Her izin günümde mutlaka gittiğim yerler arasında Sapanca vardır.
Her gittiğimde haber olacak şeyleri yakalamaya çalışırım.
Bir yandan gezer bir yandan da gözlem yaparım.
Çocukluk yıllarımdan kıyasladığımda Sapanca’nın baştan aşağıya değiştiğini söyleyebilirim.
Zaten bu şehirli olup ta bunu bilmeyen yoktur.
Basit bir kuram vardır.
‘Gelişim gelecekse, onu engelleyemezsin. Bunun adı doğal gelişimdir.5 yaşındaki çocuğun 5 yıl sonraki yaşını tahmin etmek gibidir bu olay’
Sapanca’da yapılan konutları, yatırımları saymayacağım.
Allah vergisi gölün güzelliği, doğanın enfes harikasını sermaye zaten affetmez.
17 doğal su kaynağımızın şişelenerek bize satılması gibi mesela…
Sapanca’ya gidin, en baştan bir başlayın ve piknik yapmak isteyin.
Gölbaşı ücretli, sonra devam edin beton yığınları var durmak mümkün değil.
Restoranların olduğu alanda aileler zaten durmaz.
Uzunkum park yapıldı. Çok güzel bir yer oldu ama ticarete açıldı.
Artık orada da hafta sonlarında düğünler var.
Devam edin, Harmanlık. Küçük bir alanda 7 masa var. Yer bulursanız güzel.
Devam edin, kafeler, oteller, restoranlar..
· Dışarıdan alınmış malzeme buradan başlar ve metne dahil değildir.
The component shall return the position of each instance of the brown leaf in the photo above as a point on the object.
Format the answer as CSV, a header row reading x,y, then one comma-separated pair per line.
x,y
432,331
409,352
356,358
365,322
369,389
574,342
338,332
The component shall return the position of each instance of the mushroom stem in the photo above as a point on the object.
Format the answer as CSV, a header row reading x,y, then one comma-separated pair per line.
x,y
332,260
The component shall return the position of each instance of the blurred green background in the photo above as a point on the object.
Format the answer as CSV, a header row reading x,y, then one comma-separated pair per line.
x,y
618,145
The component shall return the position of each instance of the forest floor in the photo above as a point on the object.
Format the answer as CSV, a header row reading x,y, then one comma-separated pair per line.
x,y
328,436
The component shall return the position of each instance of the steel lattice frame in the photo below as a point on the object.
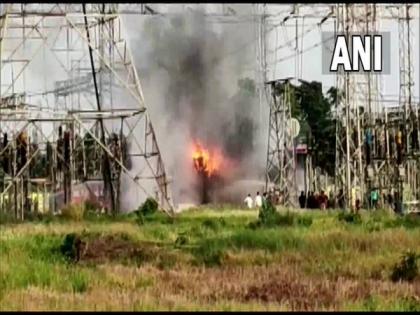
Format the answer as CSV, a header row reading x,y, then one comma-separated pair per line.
x,y
281,161
77,72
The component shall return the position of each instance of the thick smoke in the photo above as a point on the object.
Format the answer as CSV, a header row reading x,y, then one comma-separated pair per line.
x,y
194,88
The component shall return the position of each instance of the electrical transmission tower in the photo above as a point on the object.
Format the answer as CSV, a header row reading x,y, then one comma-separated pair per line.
x,y
72,110
281,160
354,105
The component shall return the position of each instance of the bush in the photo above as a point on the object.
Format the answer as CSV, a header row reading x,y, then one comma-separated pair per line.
x,y
70,248
350,217
406,269
150,206
181,240
211,224
305,221
268,215
74,212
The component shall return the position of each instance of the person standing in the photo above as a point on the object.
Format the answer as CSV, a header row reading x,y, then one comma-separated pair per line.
x,y
340,199
374,196
323,200
302,200
258,200
248,201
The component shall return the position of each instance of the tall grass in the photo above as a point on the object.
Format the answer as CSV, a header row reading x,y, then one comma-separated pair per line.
x,y
216,240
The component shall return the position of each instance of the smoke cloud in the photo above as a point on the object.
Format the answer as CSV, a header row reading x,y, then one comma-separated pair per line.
x,y
196,88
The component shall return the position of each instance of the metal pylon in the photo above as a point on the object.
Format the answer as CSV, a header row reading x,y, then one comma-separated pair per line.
x,y
71,66
281,161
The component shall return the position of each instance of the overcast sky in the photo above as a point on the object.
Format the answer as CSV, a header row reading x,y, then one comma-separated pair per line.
x,y
310,60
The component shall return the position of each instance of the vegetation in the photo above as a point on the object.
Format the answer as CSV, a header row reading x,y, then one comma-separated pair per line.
x,y
211,259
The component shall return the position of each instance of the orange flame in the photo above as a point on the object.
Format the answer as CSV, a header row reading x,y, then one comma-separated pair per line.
x,y
205,161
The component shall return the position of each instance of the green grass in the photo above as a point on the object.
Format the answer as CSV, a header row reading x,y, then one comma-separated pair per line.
x,y
207,259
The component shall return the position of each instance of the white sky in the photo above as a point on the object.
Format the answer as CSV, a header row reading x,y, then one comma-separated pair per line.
x,y
311,67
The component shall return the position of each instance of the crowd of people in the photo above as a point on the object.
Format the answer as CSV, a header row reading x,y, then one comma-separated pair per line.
x,y
314,200
322,201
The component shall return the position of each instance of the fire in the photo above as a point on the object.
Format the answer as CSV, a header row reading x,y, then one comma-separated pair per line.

Halen piknik yapacak, göl kıyımızı arıyoruz.
Kırkpınar’a kadar gelin ve o bölgede zaten gölü görmeniz mümkün değil.
Havalimanı’na kadar olan bölüm kapalı.
Havalimanı güzel yeşil bir bölge ama onunda sahibi var.
Havacılık şirketi eğer burasını işletmeye kalkarsa orası da artık kapanacak.
Ne kaldı geriye..
Kurtköy piknik alanı. Orası da ücretli tabi..
Atladıysam af ola.
Aklıma gelenleri sıraladım.
Bu gölün sahibi kim? Bu göl kimin?
Bu şehrin insanlarının göl kıyısında gidip istediği yerde piknik yapma hakkı yok mu?
Gölü izlemek istiyorsanız bir kafede oturup 4 lira çay parasını vermek zorunda mıyız?
Tamam millet olarak kullanmadan korumakta bize çok uygun bir şey değil.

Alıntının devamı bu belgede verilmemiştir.